Es gehört tatsächlich ein wenig dazu, dass man sich verunsichert fühlt, ab und an überfordert ist und sich wundert „wird das denn nie besser werden?“ Doch, es wird besser werden, versprochen!

Wichtig ist dabei die gute Begleitung durch Hebamme oder Stillberaterin, denn Schmerzen beim Stillen beispielsweise sollen nicht sein. Auch kann sie Euch Mut machen, wenn Ihr gerade mal wieder das Gefühl habt dass nichts funktioniert.

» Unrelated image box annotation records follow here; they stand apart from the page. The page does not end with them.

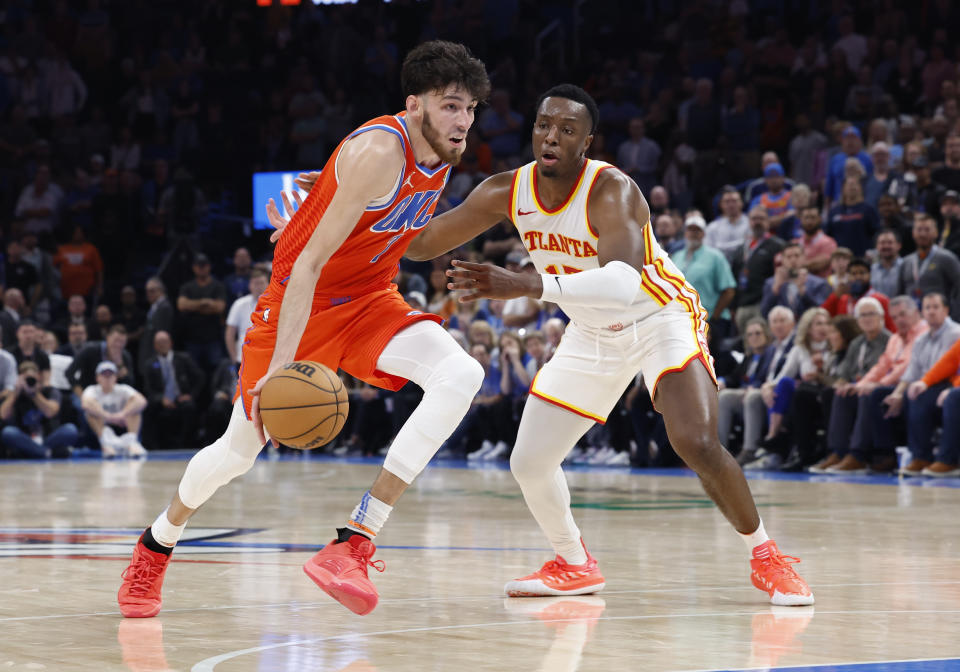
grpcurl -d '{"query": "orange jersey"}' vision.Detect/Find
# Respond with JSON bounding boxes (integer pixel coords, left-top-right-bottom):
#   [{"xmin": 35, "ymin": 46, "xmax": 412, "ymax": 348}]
[{"xmin": 266, "ymin": 112, "xmax": 450, "ymax": 308}]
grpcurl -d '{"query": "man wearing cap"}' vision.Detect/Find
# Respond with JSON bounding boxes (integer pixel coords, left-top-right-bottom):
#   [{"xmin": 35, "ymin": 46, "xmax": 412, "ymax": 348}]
[
  {"xmin": 823, "ymin": 126, "xmax": 873, "ymax": 209},
  {"xmin": 670, "ymin": 214, "xmax": 739, "ymax": 337},
  {"xmin": 0, "ymin": 360, "xmax": 78, "ymax": 459},
  {"xmin": 750, "ymin": 163, "xmax": 797, "ymax": 231},
  {"xmin": 939, "ymin": 189, "xmax": 960, "ymax": 255},
  {"xmin": 177, "ymin": 252, "xmax": 227, "ymax": 374},
  {"xmin": 80, "ymin": 360, "xmax": 147, "ymax": 457}
]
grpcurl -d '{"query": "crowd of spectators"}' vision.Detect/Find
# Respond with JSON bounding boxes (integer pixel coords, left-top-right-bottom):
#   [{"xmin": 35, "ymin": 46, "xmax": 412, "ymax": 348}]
[{"xmin": 0, "ymin": 0, "xmax": 960, "ymax": 475}]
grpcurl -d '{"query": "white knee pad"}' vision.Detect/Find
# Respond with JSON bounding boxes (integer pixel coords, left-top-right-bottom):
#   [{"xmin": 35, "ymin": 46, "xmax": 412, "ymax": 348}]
[
  {"xmin": 177, "ymin": 399, "xmax": 263, "ymax": 509},
  {"xmin": 383, "ymin": 351, "xmax": 484, "ymax": 483}
]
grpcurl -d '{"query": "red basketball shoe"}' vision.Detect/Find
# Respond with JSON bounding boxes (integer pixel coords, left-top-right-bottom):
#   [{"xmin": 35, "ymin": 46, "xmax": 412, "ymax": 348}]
[
  {"xmin": 117, "ymin": 534, "xmax": 170, "ymax": 618},
  {"xmin": 750, "ymin": 540, "xmax": 813, "ymax": 607},
  {"xmin": 503, "ymin": 547, "xmax": 606, "ymax": 597},
  {"xmin": 303, "ymin": 534, "xmax": 384, "ymax": 616}
]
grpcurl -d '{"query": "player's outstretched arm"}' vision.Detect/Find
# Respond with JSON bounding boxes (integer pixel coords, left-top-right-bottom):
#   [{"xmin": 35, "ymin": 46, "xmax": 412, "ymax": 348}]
[
  {"xmin": 250, "ymin": 131, "xmax": 404, "ymax": 443},
  {"xmin": 404, "ymin": 171, "xmax": 513, "ymax": 261}
]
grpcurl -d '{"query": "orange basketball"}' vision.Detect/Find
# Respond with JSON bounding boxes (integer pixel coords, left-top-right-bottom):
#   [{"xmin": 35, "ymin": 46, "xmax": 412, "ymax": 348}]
[{"xmin": 260, "ymin": 362, "xmax": 347, "ymax": 450}]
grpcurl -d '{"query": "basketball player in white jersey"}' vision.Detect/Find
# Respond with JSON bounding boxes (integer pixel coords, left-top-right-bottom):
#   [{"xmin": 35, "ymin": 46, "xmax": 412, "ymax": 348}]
[{"xmin": 268, "ymin": 84, "xmax": 814, "ymax": 605}]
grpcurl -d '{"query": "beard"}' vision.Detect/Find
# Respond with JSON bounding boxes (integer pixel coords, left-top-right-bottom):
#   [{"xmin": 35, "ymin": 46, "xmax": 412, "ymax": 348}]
[{"xmin": 420, "ymin": 110, "xmax": 467, "ymax": 166}]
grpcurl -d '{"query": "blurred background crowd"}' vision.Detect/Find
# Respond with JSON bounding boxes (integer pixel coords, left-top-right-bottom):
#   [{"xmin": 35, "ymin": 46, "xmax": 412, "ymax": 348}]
[{"xmin": 0, "ymin": 0, "xmax": 960, "ymax": 476}]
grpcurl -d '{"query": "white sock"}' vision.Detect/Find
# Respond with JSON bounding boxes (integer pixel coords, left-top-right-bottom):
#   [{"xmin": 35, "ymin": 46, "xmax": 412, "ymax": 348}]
[
  {"xmin": 737, "ymin": 520, "xmax": 770, "ymax": 560},
  {"xmin": 150, "ymin": 509, "xmax": 187, "ymax": 548},
  {"xmin": 347, "ymin": 490, "xmax": 393, "ymax": 539}
]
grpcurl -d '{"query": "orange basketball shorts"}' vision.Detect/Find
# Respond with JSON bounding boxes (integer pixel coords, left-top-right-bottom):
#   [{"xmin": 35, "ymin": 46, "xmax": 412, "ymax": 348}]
[{"xmin": 234, "ymin": 288, "xmax": 443, "ymax": 418}]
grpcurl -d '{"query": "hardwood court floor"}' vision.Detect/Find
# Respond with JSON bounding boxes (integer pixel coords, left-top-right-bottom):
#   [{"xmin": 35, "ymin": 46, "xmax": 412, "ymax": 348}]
[{"xmin": 0, "ymin": 456, "xmax": 960, "ymax": 672}]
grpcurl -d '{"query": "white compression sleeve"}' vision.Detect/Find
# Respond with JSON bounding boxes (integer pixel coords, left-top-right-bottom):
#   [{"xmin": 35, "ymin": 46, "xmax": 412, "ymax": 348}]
[{"xmin": 540, "ymin": 260, "xmax": 642, "ymax": 308}]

Eure Liebesgeschichte ist Eure Liebesgeschichte

Andererseits haben Mütter oft die vielen (über die Zeit des Erzähltwerdens häufig geschönten oder verschlimmerten) Geschichten von Verwandten oder Freundinnen im Kopf und vergleichen sich ständig. Tut Euch das bitte nicht an! Die Beziehung und das Leben mit Eurem Baby ist Eure ganz einzigartige Geschichte und weder die rosaroten „Oh ich war so glücklich“-Geschichten noch die „Der absolute Horror“-Alptraumstorys haben etwas mit Euch zu tun. Erfahrungen austauschen ist wichtig, sehr wichtig, z.B. in einer Stillgruppe, aber Euch vergleichen und Euch davon herunterziehen lassen solltet ihr nicht. Genießt eure eigene Liebesgeschichte, auch wenn sie zwischendurch mal schwierig ist.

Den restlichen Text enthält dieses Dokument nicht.